We Skipped Our Son's Middle School Graduation, And The Sky Didn't Fall
We’re standing in a very long line to get through the doors of the auditorium in the blistering June sun—the middle school graduation for our youngest of five children. We’ve been through this four times already, the place is ghastly crowded, and the line barely moving. Then someone ahead of us shifts and we see, almost directly in front of us, the relative against whom we have a restraining order for abuse and harassment. In that moment, we decide to step out of line and take a walk around the block. We end up in the corner pub nearby, where we drink an icy cold beverage, choosing to skip this one event, and take emotional care of our parental selves for once. Our son never knew we missed it.
While this makes us sound like heartless jerks, one of the lies we often hear as parents is that “every milestone matters,” when in fact, it didn’t make one bit of difference whether we were there or not. Of course, we didn’t tell him we skipped it. We’re not cruel. We met him outside the auditorium afterward and took photos. We got the important parts right. But the graduation? I’m not even sure why there was one. Parents today over-authenticate and congratulate their kids for normal, ordinary events. Leaving high school or college is event-worthy, party-worthy, for most kids (one of ours eschewed the entire thing as bogus sentiment). Leaving kindergarten, or elementary school, or junior high? It’s not over yet, so simmer down.
I know I’m not alone in my lack of enthusiasm. In fact, we’re in the throes of a backlash lately toward the mollycoddling of today’s children. They’ve received trophies just for showing up. They’ve never walked to the park alone, made their own lunches, or spent a day without hand sanitizer or sunscreen. Almost every day you’ll find articles and essays on parenting websites and by mommy bloggers weighing in on the subject (Google “helicopter parent” for a smidgen of this hysteria, er, trend.)
The two people (or, frankly, all too commonly, the one parent keeping it all together) who manage all the details of raising a child from birth to middle-20s (because they don’t go away when they turn 18) sometimes just need a little slack. And if that means there isn’t an artistically created bento box lunch every day, artisanal cupcakes for each birthday, and a 21-gun salute when she gets all her spelling words right, it’s not the end of the world. It might mean that finishing a school year equals an ice cream cone or a pizza night, but not a party or a ceremony. Taking care of one kid is tough enough; more than one can be a never-ending slog for their folks. Parents have to take care of themselves, too, and sometimes that just means saying no to the last overwhelming task.

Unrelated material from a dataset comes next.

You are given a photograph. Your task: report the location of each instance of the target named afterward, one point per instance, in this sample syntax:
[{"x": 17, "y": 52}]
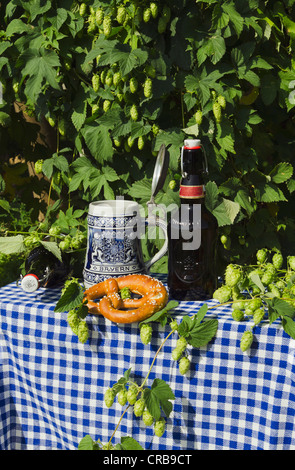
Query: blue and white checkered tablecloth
[{"x": 52, "y": 386}]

For my husband and I, that “no” moment was the epiphany of standing in line and seeing a happy day turn bitter. Sometimes the expectations and demands are just too much. Whether that makes us winners or losers in the long run, I don’t know. In our case, we’ve offered both indulgence and tough-love to our kids. We’ve been to as many games as we could manage, made sure they had what they needed if not always what they wanted, and so far, have got four out of five out the door and into productive lives. An event that didn’t matter, at which we didn’t participate and weren’t even missed, took place without our eyeballs on the stage and on our precious boy.
The sky didn’t fall. Lightning didn’t strike. Everyone survived. If that’s not a relief from the pressures of praising and nurturing, I don’t know what is.